The evolutionary algorithms and the simulated annealing are frequently used for the optimization. The evolutionary algorithms modeled their mechanism on the evolution of nature -“survival of the fittest”. That is, the evolutionary algorithms’ main concept is competition among individuals, while the simulated annealing has a different concept and a different history. The simulated annealing imitated annealing of an object. Proper annealing gives the object the crystalline one, which means the hardness.

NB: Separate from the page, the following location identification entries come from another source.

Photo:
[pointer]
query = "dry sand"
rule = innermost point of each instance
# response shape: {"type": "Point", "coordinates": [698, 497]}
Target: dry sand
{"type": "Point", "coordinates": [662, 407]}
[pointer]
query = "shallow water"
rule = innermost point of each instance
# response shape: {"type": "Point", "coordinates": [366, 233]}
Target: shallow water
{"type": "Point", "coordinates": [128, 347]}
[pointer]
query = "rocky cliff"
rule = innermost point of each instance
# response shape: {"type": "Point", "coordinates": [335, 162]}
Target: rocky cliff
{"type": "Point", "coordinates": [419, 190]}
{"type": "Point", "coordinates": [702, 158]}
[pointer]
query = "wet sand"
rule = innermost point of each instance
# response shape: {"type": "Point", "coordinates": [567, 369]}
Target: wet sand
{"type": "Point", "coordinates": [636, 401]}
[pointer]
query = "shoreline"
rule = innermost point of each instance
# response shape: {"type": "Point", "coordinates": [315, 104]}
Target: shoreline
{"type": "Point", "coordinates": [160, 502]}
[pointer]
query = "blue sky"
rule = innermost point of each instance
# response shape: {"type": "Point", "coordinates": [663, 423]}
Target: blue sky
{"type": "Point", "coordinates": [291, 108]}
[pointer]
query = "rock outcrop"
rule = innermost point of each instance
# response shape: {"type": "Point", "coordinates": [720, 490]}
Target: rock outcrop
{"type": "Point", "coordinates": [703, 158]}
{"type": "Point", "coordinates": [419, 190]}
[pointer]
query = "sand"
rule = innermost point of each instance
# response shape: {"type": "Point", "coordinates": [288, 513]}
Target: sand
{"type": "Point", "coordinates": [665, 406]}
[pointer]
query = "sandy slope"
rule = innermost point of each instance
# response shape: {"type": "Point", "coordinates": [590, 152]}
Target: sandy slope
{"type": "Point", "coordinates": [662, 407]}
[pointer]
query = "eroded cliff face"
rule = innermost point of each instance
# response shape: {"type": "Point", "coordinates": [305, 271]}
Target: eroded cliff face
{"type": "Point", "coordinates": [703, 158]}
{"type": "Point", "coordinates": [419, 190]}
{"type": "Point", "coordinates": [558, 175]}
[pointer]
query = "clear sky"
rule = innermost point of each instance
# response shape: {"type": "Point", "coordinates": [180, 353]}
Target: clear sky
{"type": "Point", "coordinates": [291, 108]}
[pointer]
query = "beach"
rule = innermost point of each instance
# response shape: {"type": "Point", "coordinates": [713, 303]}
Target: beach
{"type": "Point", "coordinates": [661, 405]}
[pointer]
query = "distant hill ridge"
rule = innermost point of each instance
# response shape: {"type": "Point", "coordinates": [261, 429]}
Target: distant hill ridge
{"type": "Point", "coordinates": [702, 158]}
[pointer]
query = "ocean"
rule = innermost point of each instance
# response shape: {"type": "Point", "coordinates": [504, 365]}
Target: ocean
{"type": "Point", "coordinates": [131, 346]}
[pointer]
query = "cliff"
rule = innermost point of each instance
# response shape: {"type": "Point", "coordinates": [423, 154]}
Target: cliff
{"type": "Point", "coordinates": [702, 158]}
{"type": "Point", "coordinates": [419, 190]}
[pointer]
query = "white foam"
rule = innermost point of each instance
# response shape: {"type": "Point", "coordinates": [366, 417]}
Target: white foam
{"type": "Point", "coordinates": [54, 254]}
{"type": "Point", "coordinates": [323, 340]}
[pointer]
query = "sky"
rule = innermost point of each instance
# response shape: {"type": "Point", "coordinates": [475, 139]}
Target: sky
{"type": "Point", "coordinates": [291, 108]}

The proposed algorithm used features of both the evolution algorithms and the simulated annealing-“competition and annealing”. The basic structure of the proposed algorithm follows the evolutionary algorithms, and at each generation stage of the offspring, a variable of temperature is used for annealing.
This proposed algorithm has two merits. The first merit can be found at the form of the selection. Using the temperature at the selection probability, the relation between the diversity and the crowdedness of the individuals can be controlled and this mechanism can avoid the pre-mature convergence. The second merit is that the proposed algorithm endows a competition ability to the parallel independent algorithm, such as parallel simulated annealing. This competition ability helps the algorithm to find more precise solution and to converge fast.
For testing the performance of the proposed algorithm, various test problems are used in the simulation. At these tests, the proposed algorithm shows better performance than either of the evolutionary algorithms and the simulated annealing.